The latter, Mr. He refuses any payment from Zavriev and forces her to leave. The latter would have given certain tenants up to $20,000.
“I don’t want to touch the money made on poor people like us,” he added furiously.
Dollars to exit
Mathieu Barysev-Hamel and Mr. Zavrievin was soon called by his servant.
“He directly asked me how much I wanted to leave. Many of us were invited, and two of the fifteen neighbors accepted an offer,” says the student of DEP in welding.
He pays $820 each month, with his roommate, for 4 1/2. It is now impossible to find an apartment at that price in the neighborhood. Doing a quick search, there are no similar sized apartments nearby that rent for under $1400.
“It would force me to live with four or five people, which I don’t want!” explains the 29-year-old.
For their part, Keenan Polonczak and his wife, Maude, hope to find a way to stay in the $570 4 1/2 they’ve lived in for 11 years.

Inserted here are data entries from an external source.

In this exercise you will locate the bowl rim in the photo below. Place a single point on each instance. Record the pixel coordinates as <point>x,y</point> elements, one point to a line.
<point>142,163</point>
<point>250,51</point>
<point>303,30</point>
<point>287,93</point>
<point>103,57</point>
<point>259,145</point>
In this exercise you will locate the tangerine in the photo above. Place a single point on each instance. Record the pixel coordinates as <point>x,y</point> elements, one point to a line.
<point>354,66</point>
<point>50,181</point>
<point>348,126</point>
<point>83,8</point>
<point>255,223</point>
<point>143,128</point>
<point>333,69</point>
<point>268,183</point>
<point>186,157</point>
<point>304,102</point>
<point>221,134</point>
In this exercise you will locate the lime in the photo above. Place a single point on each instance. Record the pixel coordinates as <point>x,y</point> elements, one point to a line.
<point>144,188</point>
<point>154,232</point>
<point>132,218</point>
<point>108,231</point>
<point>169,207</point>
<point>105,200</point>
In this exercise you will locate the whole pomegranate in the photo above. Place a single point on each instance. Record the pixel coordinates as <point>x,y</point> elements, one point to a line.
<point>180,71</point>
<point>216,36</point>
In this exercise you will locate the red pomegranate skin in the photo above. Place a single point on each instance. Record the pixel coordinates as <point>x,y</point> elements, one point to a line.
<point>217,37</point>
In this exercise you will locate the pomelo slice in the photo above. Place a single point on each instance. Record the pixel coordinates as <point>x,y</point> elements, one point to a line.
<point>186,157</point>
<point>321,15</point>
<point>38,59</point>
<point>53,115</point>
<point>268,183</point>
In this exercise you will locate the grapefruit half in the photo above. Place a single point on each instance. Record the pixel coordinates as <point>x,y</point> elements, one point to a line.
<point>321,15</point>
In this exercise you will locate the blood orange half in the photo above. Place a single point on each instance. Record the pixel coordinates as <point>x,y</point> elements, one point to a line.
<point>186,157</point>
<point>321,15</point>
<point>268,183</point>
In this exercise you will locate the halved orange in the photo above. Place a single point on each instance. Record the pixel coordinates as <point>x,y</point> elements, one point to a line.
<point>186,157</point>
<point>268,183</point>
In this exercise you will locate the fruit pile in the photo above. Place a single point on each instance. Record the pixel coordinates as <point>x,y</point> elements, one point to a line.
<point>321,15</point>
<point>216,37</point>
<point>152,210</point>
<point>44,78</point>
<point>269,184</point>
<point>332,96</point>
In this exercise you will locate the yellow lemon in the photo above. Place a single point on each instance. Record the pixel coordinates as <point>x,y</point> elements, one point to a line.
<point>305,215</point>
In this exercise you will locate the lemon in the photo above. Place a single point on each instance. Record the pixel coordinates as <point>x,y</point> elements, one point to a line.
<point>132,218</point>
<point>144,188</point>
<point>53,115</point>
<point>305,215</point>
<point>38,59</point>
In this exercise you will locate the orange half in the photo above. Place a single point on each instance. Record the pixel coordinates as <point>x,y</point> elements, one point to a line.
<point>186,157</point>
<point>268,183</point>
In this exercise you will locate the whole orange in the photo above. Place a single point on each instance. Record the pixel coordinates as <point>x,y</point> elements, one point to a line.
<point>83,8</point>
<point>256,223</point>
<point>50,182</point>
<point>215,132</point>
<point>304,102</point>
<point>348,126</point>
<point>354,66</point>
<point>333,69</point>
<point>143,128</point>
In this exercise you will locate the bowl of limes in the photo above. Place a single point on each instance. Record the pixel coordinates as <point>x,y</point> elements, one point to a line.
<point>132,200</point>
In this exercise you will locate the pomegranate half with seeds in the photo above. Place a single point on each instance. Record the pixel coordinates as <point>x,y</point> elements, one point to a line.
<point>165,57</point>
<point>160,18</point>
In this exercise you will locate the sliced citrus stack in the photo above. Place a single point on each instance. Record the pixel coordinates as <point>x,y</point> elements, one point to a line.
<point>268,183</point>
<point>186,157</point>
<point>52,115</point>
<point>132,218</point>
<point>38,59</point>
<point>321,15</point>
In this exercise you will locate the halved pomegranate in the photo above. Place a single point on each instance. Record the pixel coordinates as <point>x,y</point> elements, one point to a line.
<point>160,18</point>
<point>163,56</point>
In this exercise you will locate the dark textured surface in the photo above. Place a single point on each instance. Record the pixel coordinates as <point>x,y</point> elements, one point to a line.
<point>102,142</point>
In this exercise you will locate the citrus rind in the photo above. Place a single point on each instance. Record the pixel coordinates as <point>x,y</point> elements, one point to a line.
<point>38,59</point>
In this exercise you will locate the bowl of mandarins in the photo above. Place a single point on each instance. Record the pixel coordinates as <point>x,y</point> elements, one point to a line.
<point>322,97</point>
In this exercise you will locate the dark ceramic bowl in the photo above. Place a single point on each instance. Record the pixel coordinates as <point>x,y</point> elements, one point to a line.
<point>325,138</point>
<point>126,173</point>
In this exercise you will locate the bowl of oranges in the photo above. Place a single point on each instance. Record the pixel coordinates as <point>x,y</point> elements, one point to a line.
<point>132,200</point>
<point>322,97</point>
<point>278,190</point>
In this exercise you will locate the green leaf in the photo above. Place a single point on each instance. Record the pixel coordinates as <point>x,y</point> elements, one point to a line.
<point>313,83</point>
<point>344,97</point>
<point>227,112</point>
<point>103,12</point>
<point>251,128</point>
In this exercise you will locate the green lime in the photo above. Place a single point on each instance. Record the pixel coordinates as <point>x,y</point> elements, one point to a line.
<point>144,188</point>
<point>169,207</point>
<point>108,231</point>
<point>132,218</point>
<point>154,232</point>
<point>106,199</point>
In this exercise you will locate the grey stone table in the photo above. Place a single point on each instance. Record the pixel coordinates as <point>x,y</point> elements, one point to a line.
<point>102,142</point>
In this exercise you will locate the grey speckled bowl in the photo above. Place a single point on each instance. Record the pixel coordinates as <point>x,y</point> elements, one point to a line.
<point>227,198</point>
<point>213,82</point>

“We are not ready to leave, we want to stay close to us. Anyway, there is nothing or everything is very expensive,” says the man who describes how he was able to set up his small bookbinding business thanks to his low rent.
Loss of quality of life
As of March 27, tenants were surprised to see the cleanup in their backyard.
“It ended up with absolutely nothing in the two-meter excavation. We have a huge hole full of waste that wasn’t there before, and no safety corridor when requested by the Montreal fire department,” explains Maud Polonczak.
For tenants, if you’ve seen Henri Zavriev’s methods of pushing out other Montreal tenants, this is no doubt a technique to push them over the edge.
“They uprooted my entire vegetable garden, which I had been tending for three years, without asking. They took it with a backhoe,” laments Frederick, a tenant who has lived there for four years.
New rules
Tenants also received an 11-page document listing 24 new rules they must follow if they renew their leases. Newspaper I was able to consult.
In particular, we read that a tenant with animals can only keep one, “only if he proves by a written medical note” […] The need to protect animals […] For animal therapeutic reasons.
However, tenants have the right to refuse the landlord’s new terms and renew the lease. All together, they have decided to stop their new owner from achieving his goals.
“We know it’s only the beginning, but we won’t let it go,” breathes Fabian Collet, who has lived in the building for four years.
Contacted by NewspaperHenry Zavriev did not respond to our questions.